Isner's power humbles shell-shocked Roddick
American outsider outplays and outguns world No 5 in US Open's battle of big serves
Monday 07 September 2009
Andy Roddick's Saturday night showdown with his fellow American, John Isner, was always going to be a toe-to-toe slugging match, but few would have guessed that it would end with the world No 5 being carried out of the ring. It was a typical Roddick match, won by thunderbolt serves, cracking forehands and an unbreakable resolve in the tie-breaks, the only difference being that Isner was the man landing the knock-out blows.

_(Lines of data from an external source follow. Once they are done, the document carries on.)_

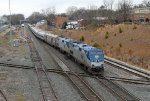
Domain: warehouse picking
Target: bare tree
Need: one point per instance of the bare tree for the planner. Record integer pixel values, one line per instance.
(70, 10)
(49, 14)
(124, 10)
(106, 3)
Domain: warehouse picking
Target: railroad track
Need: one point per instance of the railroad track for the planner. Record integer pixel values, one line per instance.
(121, 93)
(127, 68)
(16, 66)
(2, 96)
(46, 88)
(79, 83)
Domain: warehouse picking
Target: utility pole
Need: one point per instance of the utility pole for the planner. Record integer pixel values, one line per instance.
(10, 25)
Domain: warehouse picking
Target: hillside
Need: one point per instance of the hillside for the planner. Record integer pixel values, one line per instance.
(129, 43)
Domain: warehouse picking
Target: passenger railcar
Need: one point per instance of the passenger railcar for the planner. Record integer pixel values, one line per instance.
(92, 58)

Isner won 7-6, 6-3, 3-6, 5-7, 7-6 on a bleak day for American men's tennis at the US Open. The 24-year-old from North Carolina will carry the Stars and Stripes into the next round – Taylor Dent, Andy Murray's opponent, was hoping to join him last night – and Isner may believe anything is possible after his victory over Roddick, but the top three American men all failed to reach the last 16. Sam Querrey, the world No 22, and James Blake, the No 23, both joined the Wimbledon runner-up on the list of losers, going down to Robin Soderling and Tommy Robredo respectively.
Given that he has a frame to match the Empire State Building, it is no surprise that Isner feels at home here. The 6ft 9in giant loves the fast, high-bouncing courts at Flushing Meadows, having first announced his arrival when he took a set off Roger Federer on these courts two years ago. Until last week he had failed to get beyond the first round in all six of his subsequent appearances at Grand Slam tournaments, but this summer he has reached two semi-finals and one quarter-final on the US hard-court circuit. At No 55 he is at his highest place in the world rankings.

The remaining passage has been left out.